Raspberry pi HA crashed - help to identify root cause and misc mysteries - next steps?

yesterday at 01:00.07 my HA crashed (? at least it was no longer on network and unresponsive in physical tests) (raspberry pi 4 8gb) - this has never happened like that and I am looking for how to identify what caused it?

  1. everything was up to date until last week.
  2. looking at it, it seemed to be running but:
  3. It was not connecting to the network, no ip, no ping possible
  4. it was not actually running any automations where it did not need network (eg flow meter to turn on relay)
  5. the ssd drive was running (green/red light as usual) and had loads of storage
  6. eventually in debugging I added an additional power source on ssd drive

after cycling restarts (10x during the day, giving it about an hour between each to be sure (?)) it actually started!? (took 3x after i added the extra power source on ssd, so I don’t think it actually is the solution as it did not work directly, but left it on “just in case”)

on its startup:

  1. immediate error in interface was that supervisor for bluetooth did not start I disabled this. (but I think this was an effect of it just having trouble starting… but maybe this was it? )
  2. no logs or errors that I did not have previously showed up on startup
  3. it was very slow and strange - thinking I should reflash the card I wanted to make sure I got the data I ran a backup … the backup is now 2gb where it had swelled to 4.8gb in recent weeks quite suddenly filling my local card so a few weeks ago I moved the data to the SSD (figuring out what actually was causing this was on my todo but I have not identified it and now it seems to be gone?) - but now what did i loose and which backup should I use to restore from?
  4. I then did a full reboot
  5. it now seems to be running fine. eg water flow is triggering relay in system and I see it running physically
  6. did not crash again at 01:00.xx
  7. processor logs show that it was quite high on monday at 01:00.xx but even has some recording of this after this but everything else was not recorded (eg water flow)… so seems something else broke… disconnected from network? (unfortunately I turned on the processor logs a few days ago along with storage space so I can not see if it is normal for a “monday @01:00.xx”)
  8. logs for water flow counter show it was working, and the relay indicates it likely turned on … but i know it did not actually turn on in a physical test which I tried multiple times.

any help is appreciated:
eg
to identify what could be the cause? or advice if I should just do a restore?
any ideas how to figure out what data has been pruned between backups (the now missing 2.8gb!?) or which restore would you use, the 4.8gb from a few days ago or the now 2gb?

Have a look here.

But more than likely PSU or SD card.

1 Like

thank you!
I had been working through that!

there are a couple of weird things that maybe I was not so explicit above about

  1. the loss of data … i guess i need to go and compare the data to figure out what got pruned.
  2. honestly I was surprised when it actually connected … after restarting 10x!? and seems fine now… so it seems maybe strange it would be the sd card?
  3. when uncontactable, the processor was recording but automations did not work? maybe it was in a kind of safe mode?

been analyzing a bit

1. backups mystery of the missing GB

the backups to figure out why they are so different in size and something strange I think… the db file moved where it was between backups (i have extracted after the backup homeassistant.tar into the directory above:

anyone know if this is “normal” that it moves position? could it be that it compares to when I had the db on the sd card and on the ssd and it moves in the backup?

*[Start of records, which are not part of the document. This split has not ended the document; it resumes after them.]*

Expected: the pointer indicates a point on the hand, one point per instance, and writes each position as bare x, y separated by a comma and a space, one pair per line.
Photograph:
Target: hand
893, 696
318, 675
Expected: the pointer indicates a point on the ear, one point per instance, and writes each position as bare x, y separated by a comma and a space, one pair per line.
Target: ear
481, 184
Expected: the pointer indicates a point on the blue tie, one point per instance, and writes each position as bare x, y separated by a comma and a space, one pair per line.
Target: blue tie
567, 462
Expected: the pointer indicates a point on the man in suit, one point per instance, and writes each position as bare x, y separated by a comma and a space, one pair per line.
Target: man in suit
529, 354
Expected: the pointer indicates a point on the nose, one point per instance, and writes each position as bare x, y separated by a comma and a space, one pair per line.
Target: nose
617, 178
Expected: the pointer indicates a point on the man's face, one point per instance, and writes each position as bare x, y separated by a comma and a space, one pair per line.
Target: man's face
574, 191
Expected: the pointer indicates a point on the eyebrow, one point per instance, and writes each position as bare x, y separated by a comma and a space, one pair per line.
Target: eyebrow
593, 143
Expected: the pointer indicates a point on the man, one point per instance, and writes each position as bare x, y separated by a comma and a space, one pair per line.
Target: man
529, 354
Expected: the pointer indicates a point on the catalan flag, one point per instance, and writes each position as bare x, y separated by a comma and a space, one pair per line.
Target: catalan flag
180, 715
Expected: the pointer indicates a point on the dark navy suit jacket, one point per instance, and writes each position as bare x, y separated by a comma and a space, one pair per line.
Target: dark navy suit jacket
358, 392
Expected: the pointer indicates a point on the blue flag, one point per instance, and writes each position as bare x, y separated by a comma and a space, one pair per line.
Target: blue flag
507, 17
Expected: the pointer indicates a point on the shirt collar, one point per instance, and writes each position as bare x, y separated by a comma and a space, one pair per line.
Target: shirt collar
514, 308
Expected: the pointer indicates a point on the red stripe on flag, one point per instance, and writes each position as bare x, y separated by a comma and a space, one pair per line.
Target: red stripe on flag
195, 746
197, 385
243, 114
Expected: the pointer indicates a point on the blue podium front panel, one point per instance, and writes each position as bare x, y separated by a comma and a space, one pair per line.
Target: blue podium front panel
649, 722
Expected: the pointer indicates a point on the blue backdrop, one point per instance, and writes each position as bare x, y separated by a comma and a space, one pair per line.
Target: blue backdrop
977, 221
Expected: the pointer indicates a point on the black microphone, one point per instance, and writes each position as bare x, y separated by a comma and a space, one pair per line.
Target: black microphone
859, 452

then there is maybe an issue that it is lighter now … is there any way to see what the difference actually is in the db files?

been monitoring the storage and it basically is pretty flat now… so it is not growing even like it was (?)

I am not seeing any missing data at this time… but I will keep looking, maybe it is in statistical and things I am not looking at normally (?)

2. system monitor

took a look at system monitor data, again, I only recently turned this on… but I can see the processor was working hard earlier that day and then dropped significantly when it went off network/ off- line (green line) :

I guess it would act like this … dropping when it went offline
it does look like memory did not clear really until I restarted it (turned off power as it was unresponsive) around 0600 … the 0500 drop I can not account for…

disk usage stays the same, so it does not look like I lost data (?)

any way to figure out what was making the processor go wild running up to this?



again, any ideas or further advice to avoid this in the future are appreciated!

After quite a bit of looking around … I discovered what caused the crash!

It was a flow sensor on an ESP32 via ESPhome that went crazy and was just running millions of ticks while the flow was actually off… these ticks coincide perfectly with the processor peaking.

Turned out to be caused by a dupont connection that was not good that vibrated itself to a indeterminate on/off state - whereby processing this intermittent connection caused the processor to go bananas as shown above to just count the rotations (no calculation).